Input: list of token, string sentence

Output: boolean

This function check if a given sequence of token corresponds to any subtree in the sentence. It makes use of the function extract_subtrees to extract all the possible subtrees in the sentence, and confronts them with the list of tokens to check. It makes use of get_list_from_tree in order to have a list object and not a generator.

extract_head_of_span

fulfil the fourth requisite function "identify head of a span, given its tokens".

Input: list of string, sentence string

Output: the root token, or None

The function uses the support function contains_list to check whether a list of the token of the sentence contains perfectly a list of the token of the span. If the matching is found, it create a new span with the information of the Doc sentence and the corresponding slicing and return its root.

extract_info

This is the function that implements the requirement 5 "extract sentence subject, direct object and indirect object spans"

Input: sentence string, optional list of other parameters

Output: dictionary with keys the list of other input parameters and values list of corresponding spans

This function is a more general function than the one requested (which is implemented as a special case with extract_nsubj_dobj_iobj) that returns the span of each type of possible dependency relationship requested by the use of the optional parameters.

A dictionary is created and for each dependency relationship we need to extract, a list is stored with the dependency type as key. Then for each token in the doc object, if the token belong to a type of dependency relation we need to extract, we store its span into the corresponding list, using its dependency type as key of the dictionary.

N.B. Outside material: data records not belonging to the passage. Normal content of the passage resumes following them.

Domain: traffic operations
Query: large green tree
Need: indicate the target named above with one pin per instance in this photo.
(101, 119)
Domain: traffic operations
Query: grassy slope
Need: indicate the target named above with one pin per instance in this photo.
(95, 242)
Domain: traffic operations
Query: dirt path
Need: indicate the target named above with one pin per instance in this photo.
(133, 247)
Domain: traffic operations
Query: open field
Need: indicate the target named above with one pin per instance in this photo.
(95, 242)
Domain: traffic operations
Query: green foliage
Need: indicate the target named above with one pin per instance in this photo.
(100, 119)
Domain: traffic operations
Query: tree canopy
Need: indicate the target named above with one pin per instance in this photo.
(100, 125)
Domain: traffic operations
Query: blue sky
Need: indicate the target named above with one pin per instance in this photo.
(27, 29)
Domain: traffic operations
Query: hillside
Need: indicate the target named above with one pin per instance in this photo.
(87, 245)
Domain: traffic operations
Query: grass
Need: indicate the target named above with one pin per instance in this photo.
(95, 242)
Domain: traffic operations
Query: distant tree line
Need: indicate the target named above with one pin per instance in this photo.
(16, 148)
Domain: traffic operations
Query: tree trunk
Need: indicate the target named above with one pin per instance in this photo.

Then the dictionary is returned.

Support Functions:

get_doc

Return a spaCy Doc object after checking if the input string is not empty. It is used often through the code.

find_root

Returns the token root of the sentence, by checking all the token and looking for the one which has the "ROOT" dep_ attribute.

get_list_from_tree

This function return a list object when given an iterable object. Used in case it is necessary to convert an generator into a comparable object.

contains_list

A function that check if a list is contained into another list, taking into account all the elements and their order, and return the index corresponding to the first occurrence of the first element of the smaller list into the bigger one.

extract_nsubj_dobj_iobj

The function that uses extract_info to implement the fifth requirement, calling it with the optional string parameter "nsubj", "dobj", "iobj".